This Is The Biggest Octopus Ever Caught On Camera

If any animal on earth has superpowers, it has to be the octopus. The cephalopods are fascinating in their abilities to shape-shift and change color, which at least the Giant Pacific kind can do in one-tenth of a second, according to Oceana. They are considered the smartest invertebrates on earth. They can learn, solve problems, and navigate through mazes, per Smithsonian Magazine.

Octopuses have no skeleton or exoskeleton and can squeeze into tiny crevices to escape predators or even captivity. Like that time Inky the Octopus busted out of The National Aquarium of New Zealand by breaking out of his enclosure through a small gap at the top, according to The New York Times, and made his way about eight feet across the floor to a 6-inch drain where he contorted his "soccer ball"-sized body into the 164-foot long drain pipe to make his Nemo-esque escape back to Hawke's Bay. Respect. 

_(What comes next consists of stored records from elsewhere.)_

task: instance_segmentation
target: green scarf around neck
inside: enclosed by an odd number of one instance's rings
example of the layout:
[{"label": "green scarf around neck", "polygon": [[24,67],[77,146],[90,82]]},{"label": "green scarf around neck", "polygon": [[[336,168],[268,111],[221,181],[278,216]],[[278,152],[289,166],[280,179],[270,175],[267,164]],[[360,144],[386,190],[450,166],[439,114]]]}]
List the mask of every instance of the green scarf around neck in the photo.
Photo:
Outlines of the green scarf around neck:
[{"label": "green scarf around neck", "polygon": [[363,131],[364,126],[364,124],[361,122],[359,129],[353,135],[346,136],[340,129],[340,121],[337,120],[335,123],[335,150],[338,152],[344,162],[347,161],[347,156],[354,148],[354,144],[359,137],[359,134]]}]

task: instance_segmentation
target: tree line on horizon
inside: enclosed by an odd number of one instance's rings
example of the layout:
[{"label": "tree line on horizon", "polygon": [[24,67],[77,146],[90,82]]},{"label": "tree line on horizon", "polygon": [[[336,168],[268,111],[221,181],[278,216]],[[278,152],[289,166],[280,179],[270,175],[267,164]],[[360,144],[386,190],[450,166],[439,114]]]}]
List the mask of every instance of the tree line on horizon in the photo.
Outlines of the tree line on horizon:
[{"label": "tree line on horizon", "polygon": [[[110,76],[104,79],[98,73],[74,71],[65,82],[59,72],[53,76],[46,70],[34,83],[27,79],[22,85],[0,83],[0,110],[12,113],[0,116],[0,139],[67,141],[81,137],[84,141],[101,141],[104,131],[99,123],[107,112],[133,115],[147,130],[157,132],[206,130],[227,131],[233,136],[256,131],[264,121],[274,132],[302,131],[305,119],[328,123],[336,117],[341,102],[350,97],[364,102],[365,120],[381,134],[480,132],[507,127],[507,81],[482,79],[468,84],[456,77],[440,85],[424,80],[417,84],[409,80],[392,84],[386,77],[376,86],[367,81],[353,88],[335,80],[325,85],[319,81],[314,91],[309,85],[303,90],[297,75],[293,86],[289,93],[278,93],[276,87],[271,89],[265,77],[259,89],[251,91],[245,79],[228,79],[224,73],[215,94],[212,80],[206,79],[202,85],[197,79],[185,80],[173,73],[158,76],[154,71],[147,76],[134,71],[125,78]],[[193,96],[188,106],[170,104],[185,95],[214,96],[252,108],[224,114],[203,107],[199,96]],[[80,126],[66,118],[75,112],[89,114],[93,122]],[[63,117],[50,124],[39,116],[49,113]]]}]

Octopuses can move underwater, or apparently anywhere, by using their eight tentacled arms as legs, or they can simply use good old-fashioned jet-propulsion by sucking water into their mantle cavities then pushing it back out, using the water-jet to steer themselves, per the National Wildlife Foundation. Octopuses have three hearts that pump blue, copper-based blood, and their suction cups can be used individually to touch and taste. They can even regrow their arms if need be, according to National Geographic. Bottom line, anyone who says the octopus is their spirit animal must think pretty highly of themselves. 

The largest-documented octopus spanned 30 feet

According to National Geographic, there are roughly 300 species of octopus and they can be found in every ocean on earth, where they enjoy feasts of intellectually inferior shellfish like shrimp, mollusks, and crabs. With that many species, there are also huge discrepancies in their sizes. Nat Geo reports octopuses can range from a wee half an inch (aww!) to as big as 30 feet across weighing up to 600 pounds (yikes!). 

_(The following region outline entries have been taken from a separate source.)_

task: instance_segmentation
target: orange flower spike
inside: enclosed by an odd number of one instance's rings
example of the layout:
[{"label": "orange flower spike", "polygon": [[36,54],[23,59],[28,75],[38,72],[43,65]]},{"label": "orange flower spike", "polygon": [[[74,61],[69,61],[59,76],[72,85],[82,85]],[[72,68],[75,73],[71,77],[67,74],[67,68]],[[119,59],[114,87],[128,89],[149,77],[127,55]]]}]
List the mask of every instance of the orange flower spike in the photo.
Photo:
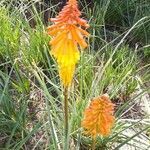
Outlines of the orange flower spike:
[{"label": "orange flower spike", "polygon": [[107,95],[94,98],[84,112],[82,127],[87,135],[108,136],[114,124],[114,104]]},{"label": "orange flower spike", "polygon": [[80,59],[78,48],[87,47],[84,37],[89,36],[85,31],[89,25],[80,16],[77,0],[69,0],[58,16],[50,19],[54,24],[47,28],[48,34],[53,37],[49,42],[51,55],[57,60],[60,79],[65,87],[71,84],[75,65]]}]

The largest known species of octopus is the Giant Pacific octopus, which lives, obviously, in the Pacific Ocean. According to Octolab TV, while it's known that octopus can get as big as 30 feet and 600 pounds, that's only because a dead one washed up on the shore of British Columbia, Canada. As far as science is concerned, that's the biggest one ever documented, but that doesn't mean there aren't bigger ones out there that have not been "properly documented." 

Still, as far as what has been caught on camera, only the more average-sized Giant Pacific octopuses have been captured. According to Deep Marine Scenes they usually reach about 16 feet across, making them the biggest octopus ever to be filmed.